The public reaction was swift with some online commentators hysterically demanding she be stripped of her Nobel Prize. Tokarczuk quickly clarified that she did not use AI to physically write her manuscripts. She further affirm that she relied on it only for preliminary research and brainstorming. (asking what popular songs her characters might dance to in a historical setting). This incident reflects a modern anxiety.

If an AI can suggest the metaphors, draft the outlines and organize the narrative then what is remained of the human artist?

If we are tempted to view AI as an unprecedented threat to artistic integrity then we must look back at the manual plagiarism of past literary geniuses. The legendary German playwright Bertolt Brecht who’s still celebrated for revolutionizing modern theater. He was basically a master of corporate-style intellectual property theft. Brecht operated a literary workshop. It was a revolving door of under-credited female collaborators notably Elisabeth Hauptmann, Margarete Steffin, and Ruth Berlau did the actual writing. Margarete Steffin was highly instrumental in drafting legendary plays like Mother Courage and Her Children and Life of Galileo. Even then, her name was largely erased from the credits. Elisabeth Hauptmann reportedly wrote up to 80% of the celebrated text for The Threepenny Opera. Even then, Brecht took the royalties and the fame. Brecht’s genius was not necessarily in his solitary writing. In fact, it was majorly about his ability to direct and claim ownership over a collective ooucome.

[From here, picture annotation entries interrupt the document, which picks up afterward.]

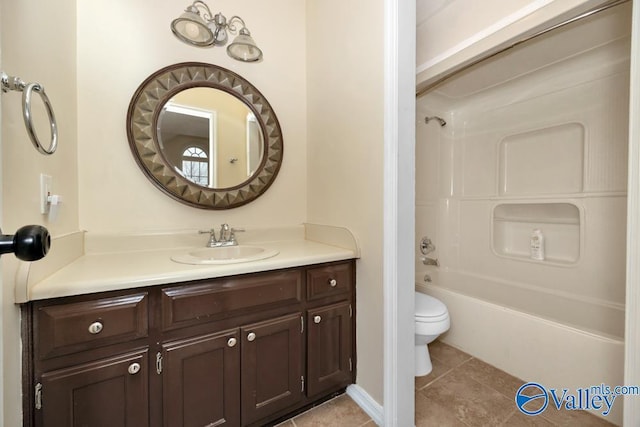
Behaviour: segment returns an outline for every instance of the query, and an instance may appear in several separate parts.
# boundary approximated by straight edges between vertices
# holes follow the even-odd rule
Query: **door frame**
[[[384,425],[415,425],[416,2],[384,0]]]
[[[633,0],[629,85],[627,283],[624,384],[640,385],[640,0]],[[624,425],[640,421],[640,397],[624,397]]]

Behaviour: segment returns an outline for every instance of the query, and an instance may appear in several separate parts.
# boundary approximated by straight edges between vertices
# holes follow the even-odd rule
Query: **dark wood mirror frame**
[[[249,107],[262,130],[264,154],[256,172],[229,188],[209,188],[177,173],[160,149],[158,116],[175,94],[192,87],[225,91]],[[230,209],[262,195],[273,183],[282,164],[282,131],[275,112],[258,89],[238,74],[201,62],[169,65],[151,74],[138,87],[127,112],[127,138],[144,174],[159,189],[187,205],[201,209]]]

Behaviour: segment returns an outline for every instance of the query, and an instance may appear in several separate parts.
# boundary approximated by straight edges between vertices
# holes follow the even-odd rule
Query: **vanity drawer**
[[[307,299],[314,300],[351,291],[352,264],[334,264],[307,270]]]
[[[256,274],[163,288],[162,329],[192,326],[301,301],[301,271]]]
[[[146,292],[36,307],[41,359],[148,335]]]

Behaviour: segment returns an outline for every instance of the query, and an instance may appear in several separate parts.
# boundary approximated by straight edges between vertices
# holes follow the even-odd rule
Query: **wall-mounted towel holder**
[[[33,146],[38,152],[49,155],[53,154],[58,148],[58,125],[56,124],[56,117],[53,114],[53,107],[49,101],[49,97],[44,92],[44,87],[40,83],[25,83],[20,77],[8,76],[4,71],[0,72],[0,84],[2,85],[2,91],[8,92],[10,90],[16,90],[22,92],[22,117],[24,118],[24,125],[27,128],[29,138],[33,143]],[[31,116],[31,95],[33,92],[40,94],[42,102],[47,110],[49,116],[49,127],[51,129],[51,143],[49,148],[45,148],[44,145],[38,139],[36,130],[33,127],[33,119]]]

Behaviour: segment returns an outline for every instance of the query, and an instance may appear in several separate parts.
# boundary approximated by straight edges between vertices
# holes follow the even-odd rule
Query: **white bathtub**
[[[620,306],[436,268],[417,271],[416,281],[449,309],[451,329],[440,338],[447,344],[547,387],[623,384]],[[606,418],[622,423],[621,397]]]

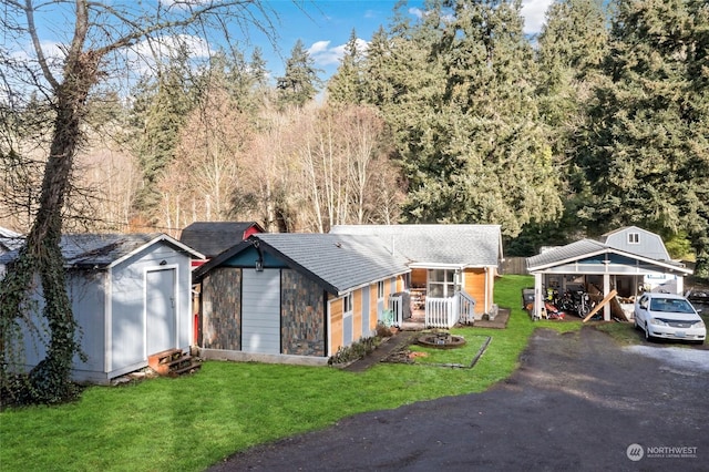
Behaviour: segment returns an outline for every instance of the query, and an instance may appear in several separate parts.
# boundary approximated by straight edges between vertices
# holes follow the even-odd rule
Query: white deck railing
[[[450,329],[459,322],[475,321],[475,299],[464,291],[449,298],[425,299],[425,327]]]

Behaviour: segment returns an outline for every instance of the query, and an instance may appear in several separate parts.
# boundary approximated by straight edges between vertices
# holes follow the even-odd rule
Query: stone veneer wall
[[[202,346],[242,350],[242,269],[218,267],[202,281]]]
[[[280,274],[282,353],[326,356],[325,290],[295,270]]]

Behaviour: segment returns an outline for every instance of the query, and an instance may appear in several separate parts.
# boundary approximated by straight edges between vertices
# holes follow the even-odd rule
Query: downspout
[[[104,373],[109,373],[111,372],[111,366],[113,365],[113,356],[112,356],[112,350],[113,350],[113,342],[112,342],[112,334],[113,334],[113,308],[111,306],[112,304],[112,298],[111,298],[111,278],[113,277],[113,268],[109,267],[109,269],[104,273],[105,274],[105,280],[103,281],[103,287],[104,287],[104,300],[103,300],[103,308],[104,308],[104,317],[103,317],[103,322],[105,324],[105,326],[103,327],[103,336],[104,336],[104,351],[103,351],[103,371]]]
[[[490,312],[490,267],[485,266],[485,306],[483,308],[483,315]]]

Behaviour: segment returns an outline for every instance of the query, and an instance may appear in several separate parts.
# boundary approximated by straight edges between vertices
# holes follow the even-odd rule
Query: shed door
[[[175,269],[151,270],[145,280],[147,355],[176,348]]]
[[[280,270],[244,269],[242,350],[280,353]]]

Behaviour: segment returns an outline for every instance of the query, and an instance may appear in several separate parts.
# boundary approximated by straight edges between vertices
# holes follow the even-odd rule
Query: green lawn
[[[254,444],[321,429],[354,413],[485,390],[510,376],[537,327],[521,308],[531,277],[505,276],[495,301],[512,308],[472,369],[381,363],[333,368],[205,362],[193,376],[92,387],[81,400],[0,413],[0,470],[199,471]],[[465,332],[465,331],[464,331]]]

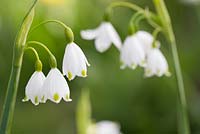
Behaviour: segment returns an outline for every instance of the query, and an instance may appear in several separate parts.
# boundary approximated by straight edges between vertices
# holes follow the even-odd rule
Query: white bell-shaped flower
[[[25,88],[25,98],[22,101],[31,100],[38,105],[41,100],[41,89],[45,81],[45,75],[41,71],[35,71],[29,79]]]
[[[152,48],[147,54],[145,76],[151,77],[153,75],[158,77],[170,76],[167,60],[159,48]]]
[[[126,66],[135,69],[138,65],[145,66],[145,52],[137,36],[128,36],[124,42],[120,54],[121,69]]]
[[[63,74],[69,80],[73,80],[75,76],[86,77],[87,65],[90,66],[81,48],[74,42],[68,44],[63,58]]]
[[[42,102],[45,103],[47,99],[55,103],[59,103],[63,98],[65,101],[72,101],[70,99],[70,90],[67,81],[63,77],[62,73],[57,68],[52,68],[44,85],[42,87]]]
[[[136,36],[140,41],[145,54],[147,54],[152,49],[154,37],[146,31],[138,31]]]
[[[92,30],[81,31],[81,36],[86,40],[95,40],[95,47],[99,52],[105,52],[113,43],[119,50],[121,49],[121,39],[110,22],[102,22],[99,27]]]
[[[111,121],[101,121],[96,123],[95,134],[121,134],[120,126]]]

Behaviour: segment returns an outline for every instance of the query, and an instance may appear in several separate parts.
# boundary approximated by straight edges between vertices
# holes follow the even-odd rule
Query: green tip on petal
[[[67,101],[72,101],[72,99],[70,99],[70,95],[69,94],[67,94],[65,98],[66,98]]]
[[[145,61],[145,60],[143,60],[143,61],[141,62],[141,66],[146,66],[146,61]]]
[[[44,96],[42,96],[41,101],[44,102]]]
[[[137,65],[135,63],[131,64],[132,69],[136,69]]]
[[[28,97],[25,95],[24,99],[22,100],[22,102],[26,102],[28,101]]]
[[[69,80],[72,80],[72,77],[73,77],[73,76],[72,76],[72,73],[71,73],[71,72],[68,72],[67,77],[68,77]]]
[[[38,104],[39,103],[39,101],[38,101],[38,96],[35,96],[35,104]]]
[[[167,72],[165,73],[165,75],[166,75],[167,77],[170,77],[172,74],[171,74],[170,71],[167,71]]]
[[[83,77],[86,77],[86,76],[87,76],[86,70],[82,70],[82,71],[81,71],[81,74],[82,74]]]
[[[55,93],[54,96],[53,96],[53,99],[54,99],[55,101],[58,101],[59,98],[60,98],[60,97],[59,97],[58,93]]]
[[[150,69],[148,69],[148,70],[145,71],[145,75],[146,76],[149,76],[151,73],[152,73],[152,71]]]

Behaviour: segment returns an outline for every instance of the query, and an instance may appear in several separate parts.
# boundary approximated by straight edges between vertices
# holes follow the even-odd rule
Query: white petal
[[[130,68],[135,69],[138,65],[142,67],[145,66],[145,52],[135,35],[126,38],[121,49],[120,57],[124,64],[123,67],[129,66]]]
[[[63,59],[63,73],[69,80],[75,76],[86,77],[87,67],[89,65],[86,56],[81,48],[75,43],[68,44]]]
[[[147,55],[146,77],[153,75],[161,77],[164,74],[169,74],[166,58],[158,48],[151,49]]]
[[[63,59],[63,74],[66,75],[69,80],[73,80],[77,74],[78,65],[77,55],[74,51],[73,43],[68,44],[66,46]]]
[[[89,64],[87,61],[87,58],[78,45],[76,45],[75,43],[73,45],[74,45],[74,51],[77,55],[77,60],[79,64],[78,70],[77,70],[77,76],[86,77],[87,65]]]
[[[62,98],[71,101],[69,95],[70,90],[67,81],[57,69],[51,69],[44,82],[45,99],[50,99],[55,103],[59,103]]]
[[[105,52],[111,46],[111,40],[106,34],[103,34],[95,40],[95,47],[100,53]]]
[[[34,72],[26,86],[26,97],[23,101],[29,99],[35,105],[38,105],[41,99],[41,88],[43,86],[45,76],[42,72]]]

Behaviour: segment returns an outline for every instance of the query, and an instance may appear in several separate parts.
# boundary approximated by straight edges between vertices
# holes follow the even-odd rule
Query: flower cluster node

Brecht is far from an isolated case. History is littered with famous men who built their legends on the uncredited backs of others. F. Scott Fitzgerald famously lifted entire passages directly from his wife Zelda’s personal diaries. He did so in order to flesh out his novels, including The Beautiful and Damned. He later legally restricted her from publishing her own autobiographical novel, Save Me the Waltz.  He wanted to reserve those same life details for his own book, Tender Is the Night. In late-19th-century France, the critic Henry Gauthier-Villars (known as Willy) locked his young wife, Sidonie-Gabrielle Colette, in a room to write. He published her highly successful Claudine novels entirely under his own name, pocketing the fortune while she remained invisible. (Colette eventually divorced him and reclaimed her identity as one of France’s greatest authors). The famous sci-fi pioneer was sued by Canadian teacher Florence Deeks. It was argued that Wells’s massive non-fiction work The Outline of History was plagiarized from her submitted, unpublished manuscript. Though she lost the court case, still identical historical errors in both texts suggest Wells had copied her work.

We can say that the co-writer is a disenfranchised wife in a 19th-century study. It can be a group of brilliant assistants in Weimar Germany. It can also be a language model running on servers in 2026. However, the fundamental controversy remains the same. Art has rarely been a purely isolated endeavor. The invasion of AI does not invent the concept of cheating or lazy delegation. Rather, it holds a mirror up to a historical reality we have always tried to ignore. Human creativity has always relied on hidden, uncredited helping hands.